CMS proposes acupuncture coverage for low back pain research

The Centers for Medicare and Medicaid Services (CMS) earlier this week proposed to cover acupuncture for Medicare patients with chronic low back pain who are enrolled participants either in clinical trials sponsored by the National Institutes of Health (NIH) or in CMS-approved studies, according to a statement released by the agency.

Chronic low back pain is defined as pain that persists for 12 weeks or longer, even after an initial injury or underlying cause of acute low back pain has been treated. About 20 percent of people affected by acute low back pain develop chronic low back pain, according to the American Pain Society.

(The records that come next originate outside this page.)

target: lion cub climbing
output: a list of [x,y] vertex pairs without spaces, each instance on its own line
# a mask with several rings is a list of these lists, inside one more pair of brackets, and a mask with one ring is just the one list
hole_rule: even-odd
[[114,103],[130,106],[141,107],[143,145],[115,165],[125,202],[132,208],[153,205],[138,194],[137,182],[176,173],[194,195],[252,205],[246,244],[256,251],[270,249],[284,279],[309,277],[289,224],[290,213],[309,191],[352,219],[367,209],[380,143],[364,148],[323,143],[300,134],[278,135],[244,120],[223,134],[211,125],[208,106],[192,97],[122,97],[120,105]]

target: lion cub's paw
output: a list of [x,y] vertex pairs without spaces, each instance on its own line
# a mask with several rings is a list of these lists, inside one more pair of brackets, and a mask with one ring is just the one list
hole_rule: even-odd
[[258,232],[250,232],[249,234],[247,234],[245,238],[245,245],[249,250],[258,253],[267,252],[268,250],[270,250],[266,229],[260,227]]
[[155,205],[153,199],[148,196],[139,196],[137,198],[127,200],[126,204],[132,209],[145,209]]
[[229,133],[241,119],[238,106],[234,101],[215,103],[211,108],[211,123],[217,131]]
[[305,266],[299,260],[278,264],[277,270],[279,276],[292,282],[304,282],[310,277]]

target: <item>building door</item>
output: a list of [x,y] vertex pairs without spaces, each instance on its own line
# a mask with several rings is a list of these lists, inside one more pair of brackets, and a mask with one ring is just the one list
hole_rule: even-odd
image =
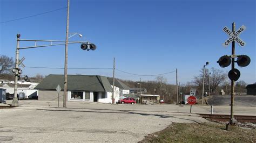
[[98,92],[93,92],[93,102],[98,102]]

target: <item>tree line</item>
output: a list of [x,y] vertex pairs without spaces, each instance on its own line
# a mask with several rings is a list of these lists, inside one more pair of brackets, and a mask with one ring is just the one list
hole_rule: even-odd
[[[0,79],[9,81],[14,80],[14,75],[11,70],[15,67],[15,62],[12,58],[6,55],[0,56]],[[231,81],[227,77],[227,73],[223,70],[212,68],[205,68],[204,91],[210,91],[210,95],[219,95],[221,89],[226,95],[231,92]],[[125,84],[130,88],[139,88],[138,83],[141,84],[142,88],[146,89],[146,94],[159,95],[161,99],[164,99],[166,103],[172,103],[177,100],[177,92],[189,95],[191,88],[196,89],[196,95],[198,97],[201,97],[203,89],[203,69],[199,70],[199,74],[194,76],[193,80],[185,84],[180,85],[178,91],[176,85],[169,84],[167,78],[163,76],[158,76],[154,81],[133,81],[121,80]],[[37,74],[33,77],[30,77],[31,81],[40,82],[45,76]],[[244,81],[239,81],[235,84],[235,92],[246,92],[245,87],[247,83]]]

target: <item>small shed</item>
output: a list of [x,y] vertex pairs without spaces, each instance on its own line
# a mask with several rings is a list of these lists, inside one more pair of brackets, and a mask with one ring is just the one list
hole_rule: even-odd
[[247,95],[256,95],[256,83],[246,86]]

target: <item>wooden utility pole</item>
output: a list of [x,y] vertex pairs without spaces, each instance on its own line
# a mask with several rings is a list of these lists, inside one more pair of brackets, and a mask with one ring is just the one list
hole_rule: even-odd
[[112,90],[112,104],[114,104],[114,57],[113,66],[113,88]]
[[69,42],[69,0],[68,0],[68,11],[66,17],[66,43],[65,44],[65,67],[64,67],[64,96],[63,108],[66,108],[68,100],[68,45]]
[[177,96],[177,105],[178,105],[178,69],[176,69],[176,94]]
[[[232,23],[232,32],[235,32],[235,24]],[[235,41],[232,41],[232,55],[235,55]],[[231,58],[231,69],[234,70],[234,58]],[[234,118],[234,111],[233,110],[233,106],[234,105],[234,81],[231,80],[231,110],[230,110],[230,124],[235,124],[236,120]]]

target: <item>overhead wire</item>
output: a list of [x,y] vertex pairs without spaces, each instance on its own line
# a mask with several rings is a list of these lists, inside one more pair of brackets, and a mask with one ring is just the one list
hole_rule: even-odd
[[[58,67],[27,67],[26,66],[25,68],[43,68],[43,69],[64,69],[64,68],[58,68]],[[112,69],[113,68],[68,68],[69,69]]]
[[[43,68],[43,69],[64,69],[64,68],[60,68],[60,67],[30,67],[30,66],[26,66],[25,68]],[[112,69],[113,68],[68,68],[69,69],[92,69],[92,70],[98,70],[98,69]],[[116,70],[118,70],[119,72],[124,73],[126,74],[130,74],[130,75],[137,75],[137,76],[159,76],[159,75],[166,75],[168,74],[170,74],[172,73],[174,73],[176,72],[176,70],[173,70],[171,72],[169,72],[167,73],[162,73],[162,74],[154,74],[154,75],[142,75],[142,74],[133,74],[131,73],[129,73],[127,72],[125,72],[118,69],[114,69]]]
[[35,17],[35,16],[39,16],[39,15],[46,14],[46,13],[50,13],[50,12],[55,12],[55,11],[58,11],[58,10],[60,10],[66,9],[67,8],[68,8],[68,7],[66,6],[66,7],[64,7],[64,8],[60,8],[60,9],[56,9],[56,10],[51,10],[51,11],[49,11],[43,12],[43,13],[39,13],[39,14],[37,14],[37,15],[32,15],[32,16],[27,16],[27,17],[24,17],[19,18],[17,18],[17,19],[12,19],[12,20],[7,20],[7,21],[5,21],[5,22],[0,22],[0,24],[6,23],[9,23],[9,22],[14,22],[14,21],[16,21],[16,20],[21,20],[21,19],[25,19],[25,18],[32,17]]
[[123,72],[123,73],[126,73],[126,74],[130,74],[130,75],[138,75],[138,76],[158,76],[158,75],[166,75],[166,74],[168,74],[172,73],[174,73],[174,72],[176,72],[176,70],[173,70],[173,71],[170,72],[168,72],[168,73],[163,73],[163,74],[155,74],[155,75],[140,75],[140,74],[133,74],[133,73],[126,72],[125,72],[125,71],[123,71],[123,70],[120,70],[120,69],[115,69],[117,70],[118,70],[118,71],[119,71],[119,72]]

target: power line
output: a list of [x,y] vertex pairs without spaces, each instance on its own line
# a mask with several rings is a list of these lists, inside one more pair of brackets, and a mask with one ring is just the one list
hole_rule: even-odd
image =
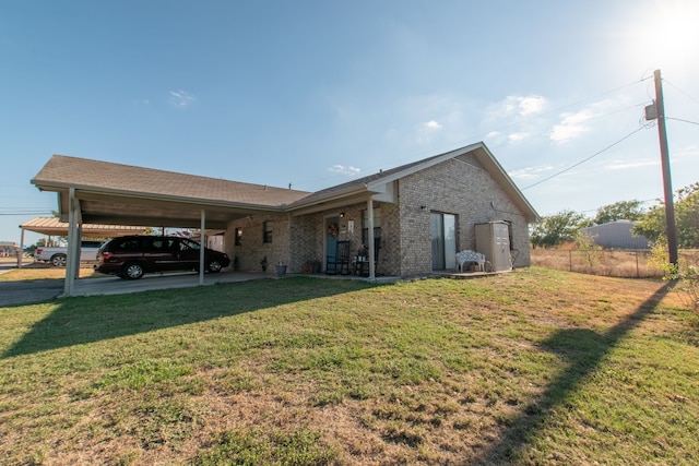
[[565,174],[566,171],[572,170],[573,168],[576,168],[576,167],[578,167],[578,166],[580,166],[580,165],[584,164],[585,162],[593,159],[593,158],[594,158],[594,157],[596,157],[597,155],[600,155],[600,154],[602,154],[602,153],[604,153],[604,152],[606,152],[606,151],[611,150],[611,148],[612,148],[612,147],[614,147],[615,145],[620,144],[621,142],[624,142],[624,141],[626,141],[627,139],[631,138],[633,134],[638,133],[639,131],[641,131],[641,130],[642,130],[642,129],[644,129],[644,128],[645,128],[645,127],[637,128],[636,130],[631,131],[629,134],[625,135],[624,138],[621,138],[620,140],[618,140],[617,142],[615,142],[615,143],[613,143],[613,144],[609,144],[608,146],[604,147],[602,151],[600,151],[600,152],[597,152],[597,153],[595,153],[595,154],[592,154],[590,157],[584,158],[584,159],[582,159],[582,160],[578,162],[578,163],[577,163],[577,164],[574,164],[574,165],[571,165],[570,167],[566,168],[565,170],[560,170],[560,171],[558,171],[557,174],[552,175],[550,177],[547,177],[547,178],[544,178],[543,180],[536,181],[534,184],[530,184],[530,186],[528,186],[528,187],[525,187],[525,188],[522,188],[522,191],[524,191],[525,189],[533,188],[533,187],[535,187],[535,186],[537,186],[537,184],[541,184],[541,183],[543,183],[544,181],[548,181],[548,180],[550,180],[550,179],[553,179],[553,178],[556,178],[557,176],[562,175],[562,174]]
[[[673,83],[671,83],[670,81],[667,81],[666,77],[663,77],[663,82],[666,84],[670,84],[671,86],[673,86],[674,88],[676,88],[677,91],[679,91],[680,93],[683,93],[685,96],[687,96],[689,99],[694,100],[695,103],[699,104],[699,100],[697,100],[696,98],[694,98],[691,95],[689,95],[688,93],[686,93],[685,91],[680,89],[679,87],[677,87],[676,85],[674,85]],[[667,118],[667,117],[665,117]]]
[[696,121],[683,120],[682,118],[665,117],[666,120],[682,121],[683,123],[699,124]]

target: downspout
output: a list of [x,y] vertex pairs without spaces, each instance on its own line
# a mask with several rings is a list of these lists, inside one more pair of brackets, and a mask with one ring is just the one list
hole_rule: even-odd
[[[62,297],[72,296],[80,264],[80,202],[75,198],[75,188],[68,191],[68,253],[66,254],[66,279]],[[75,253],[78,251],[78,253]],[[76,255],[78,254],[78,255]]]
[[374,280],[376,279],[376,244],[374,241],[374,201],[371,198],[369,198],[369,200],[367,201],[367,216],[369,217],[368,219],[368,226],[369,226],[369,231],[367,235],[367,239],[369,241],[369,279]]
[[204,251],[206,249],[206,237],[204,234],[206,232],[206,211],[201,210],[201,225],[199,226],[200,231],[200,246],[199,248],[199,285],[204,284]]
[[24,228],[20,236],[20,252],[17,253],[17,268],[22,268],[22,260],[24,259]]

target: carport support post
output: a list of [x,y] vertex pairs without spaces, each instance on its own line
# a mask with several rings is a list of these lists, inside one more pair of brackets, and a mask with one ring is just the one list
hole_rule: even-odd
[[376,243],[374,241],[374,200],[369,198],[367,201],[367,216],[368,218],[368,227],[369,231],[367,235],[367,240],[369,241],[369,279],[376,278]]
[[199,248],[199,285],[204,284],[204,248],[206,247],[206,211],[201,210],[201,225],[199,227],[199,239],[201,241],[201,248]]
[[24,228],[20,236],[20,249],[17,250],[17,268],[22,268],[22,259],[24,258]]
[[75,198],[75,188],[68,194],[68,254],[66,256],[66,280],[63,296],[72,296],[75,278],[80,271],[80,201]]

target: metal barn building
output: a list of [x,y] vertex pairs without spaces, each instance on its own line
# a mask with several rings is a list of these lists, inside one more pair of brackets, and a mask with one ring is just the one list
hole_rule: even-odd
[[649,249],[648,238],[631,235],[633,222],[616,220],[602,225],[593,225],[583,228],[582,231],[590,235],[595,244],[608,249]]

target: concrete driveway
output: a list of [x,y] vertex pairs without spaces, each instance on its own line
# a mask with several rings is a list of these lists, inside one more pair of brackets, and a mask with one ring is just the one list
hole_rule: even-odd
[[[16,268],[16,261],[1,260],[0,273]],[[204,274],[204,286],[220,283],[277,278],[273,272],[221,272]],[[199,273],[149,274],[138,280],[119,277],[80,278],[75,280],[73,296],[122,295],[151,289],[188,288],[199,286]],[[0,307],[27,304],[56,299],[63,294],[64,279],[32,279],[0,282]]]

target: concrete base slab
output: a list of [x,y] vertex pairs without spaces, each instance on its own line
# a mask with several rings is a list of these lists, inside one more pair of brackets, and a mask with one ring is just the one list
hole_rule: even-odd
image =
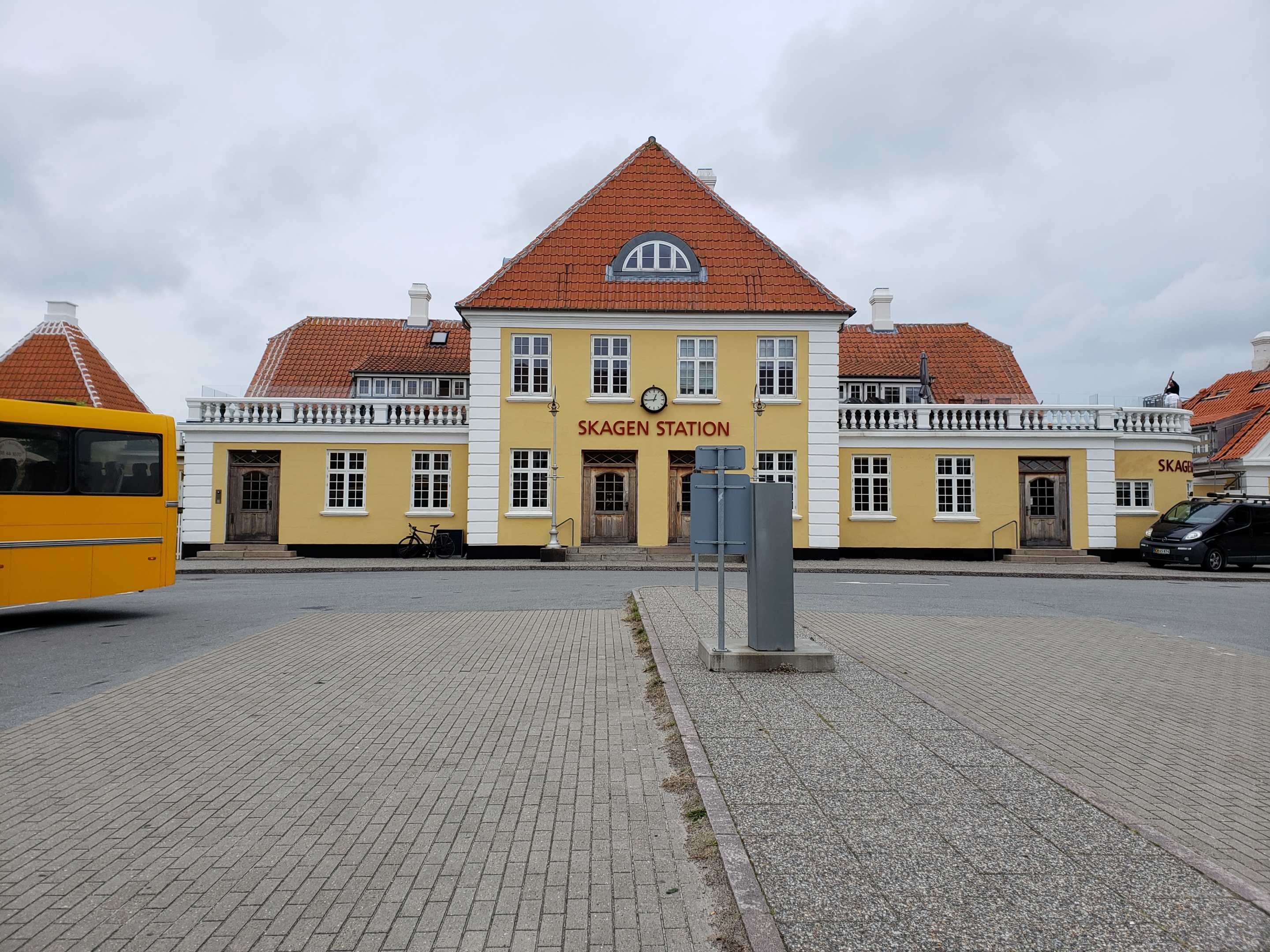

Currently, acupuncture is not covered by Medicare, though injections, braces, implanted neurostimulators, and chiropractic care, as well as some prescription drugs, are covered for chronic low-back pain under certain conditions. CMS conducted reviews and says it recognizes the evidence base for acupuncture has grown in recent years. The studies will allow the government to examine where there is enough evidence to offer Medicare coverage.

As part of the Opioids Workgroup and Evidence Generation Workgroup, CMS has already been collaborating with the NIH to launch studies in acupuncture for treatment of low back pain in adults 65 years and old. Under the new proposal, CMS will continue to collaborate with the NIH further to develop evidence that will inform future Medicare coverage determinations for acupuncture treatment for beneficiaries with low back pain.

“Chronic low back pain impacts many Medicare patients and is a leading reason for opioid prescribing,” said Kimberly Brandt, principal deputy administrator of operations and policy for CMS, in the statement. “Today’s proposed decision would provide Medicare patients who suffer from chronic low back pain with access to a nonpharmacologic treatment option and could help reduce reliance on prescription opioids. CMS will work closely with our sister agencies to monitor outcomes for Medicare beneficiaries receiving acupuncture to inform our understanding of the efficacy of this therapeutic approach.”